‘Prolific fraudster’ stole $50,000, police sayMukilteo woman arrested on 54 felonies to face charges in superior court
A woman who allegedly rented a house fraudulently in Mukilteo was arrested Jan. 24 on suspicion of 54 felonies following a months-long investigation.
Alexia Dallas Devlin, 36, is suspected of stealing more than $50,000, according to Everett police, who have termed her a “prolific fraudster.”
Snohomish County deputy prosecutor Teresa Cox filed three initial charges in district court Jan. 25, and the court set bail was set at $100,000.
Cox said she planned to arraign Devlin Feb. 3 in superior court on a charge of first-degree identity theft, but Devlin posted bond the day before and was released from the county jail.
“We were all set to arraign her in superior court, but she didn’t appear, so now we’ll have to summons her,” said Cox, who plans to file a charge of first-degree identity theft against Devlin this week.
“This is one of the most prolific identity theft cases I’ve seen,” Cox said. “She has created quite a bit of havoc out there.”
For several months, financial crimes detectives worked with the Mill Creek and Mukilteo police departments to investigate a substantial fraud ring, culminating in Devlin’s arrest.

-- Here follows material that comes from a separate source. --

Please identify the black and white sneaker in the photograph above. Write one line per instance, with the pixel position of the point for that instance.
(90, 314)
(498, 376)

Detectives believe Devlin used Airbnb and other vacation rental companies to target her victims. Upon moving into a rental, she would steal the personal information that the owners left behind as a means of creating new identities or taking over existing ones. With that information, she opened bank accounts, obtained credit cards and withdrew cash, according to detectives.
“We are continuing to investigate this suspect and expect to find additional information that leads to more victims,” Sgt. Matt Mekelburg said. “It’s unfortunate that victims had their personal information stolen and used for criminal activity.

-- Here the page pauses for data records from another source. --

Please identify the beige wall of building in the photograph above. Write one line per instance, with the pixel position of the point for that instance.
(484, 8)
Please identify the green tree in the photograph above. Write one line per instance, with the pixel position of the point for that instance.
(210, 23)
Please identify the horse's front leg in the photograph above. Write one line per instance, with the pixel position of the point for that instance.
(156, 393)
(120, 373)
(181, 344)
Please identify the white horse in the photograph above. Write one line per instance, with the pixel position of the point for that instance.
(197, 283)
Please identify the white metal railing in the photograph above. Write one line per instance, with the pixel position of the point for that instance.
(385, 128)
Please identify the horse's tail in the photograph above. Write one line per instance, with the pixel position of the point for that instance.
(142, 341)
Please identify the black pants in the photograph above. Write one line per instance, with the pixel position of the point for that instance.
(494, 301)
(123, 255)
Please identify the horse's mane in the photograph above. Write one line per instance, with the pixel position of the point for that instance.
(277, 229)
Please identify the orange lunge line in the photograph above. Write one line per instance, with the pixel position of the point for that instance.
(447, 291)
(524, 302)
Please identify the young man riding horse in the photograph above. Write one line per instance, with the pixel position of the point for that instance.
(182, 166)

“While we understand the concept, we want people to recognize the risks of renting out their homes, and leaving personal information behind.”

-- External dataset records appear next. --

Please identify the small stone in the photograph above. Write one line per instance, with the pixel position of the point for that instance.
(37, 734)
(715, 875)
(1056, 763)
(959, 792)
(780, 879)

Everett police began investigating Devlin in August 2016 after a Boeing Employees Credit Union investigator informed detectives that Sylvia Bass of Everett had reported fraudulent credit and debit accounts had been opened in her name in July, resulting in a loss of $30,000, according to Det. Jamie French’s probable cause report of Dec. 29, 2016.
French then sent a surveillance photo of Devlin he obtained through the credit union to fellow detectives and patrol officers, according to court documents.
Everett police initially arrested and released Devlin on Aug. 10 after a patrol spotted her in a passing vehicle. The officer stopped Devlin and determined she was driving a vehicle registered to Marion R. Pyles, 72, of Mukilteo. Pyles had recently been the victim of identity theft at the hands of Devlin and James Pyles, according to court documents.
In a search, officers found Devlin in possession of 13 digital memory cards and two cell phones, and released her due to the time it would take to analyze the evidence, according to court documents.
Among other things, further investigation revealed Devlin had used a debit card she had opened in Bass’ name to rent a house in the 9100 block of 49th Ave. W. in Mukilteo that belongs to Pyles, according to court documents.
As the investigation continues, detectives have recommended 22 counts of first-degree identify theft, 24 counts of second-degree identity theft and 18 counts of forgery to the Snohomish County Prosecutor’s Office.
“She has crossed jurisdictional lines and has had a wide effect on the public,” Cox said. “At this point, I have the case file and know I have probable cause for the recommended charges.”
Mukilteo police have identified Devlin as a suspect in five cases and have determined probable cause in three, said Myron Travis, the department’s public information officer. As a result, Mukilteo police have recommended charges including second-degree identity theft, second-degree theft and unlawful possession of a payment instrument, he said.
Last year, Snohomish County joined King and Pierce counties in the Greater Puget Sound Financial Fraud and Identity Theft Task Force, which investigates regional, multi-jurisdictional fraud cases. At that time, Cox was assigned to handle such cases in Snohomish County.
“A lot of people don’t realize they are victims of identity theft until it’s too late,” she said. “A lot of the time, these people steal mail and use that information. There is a lot of personal information in your mail. It gets recycled, and profiles are created in notebooks. When police find these people, they often find profiles of victimized people.”
Cox recommends keeping a close eye on bank account activity as well as mailboxes.
“If you notice anything funny going on in your bank account or you were expecting a bank card or checks to arrive in the mail and they didn’t, contact police,” she said.
She also recommends those who suspect foul play visit www.identitytheft.gov for more information and to register as a victim.
“Once you’re registered, it can help you protect yourself from further victimization,” she said.
Travis said he recommends that when making an online transaction, be sure the website is securely encrypted, which is denoted in website addresses with the prefix “https” rather than simply “http.”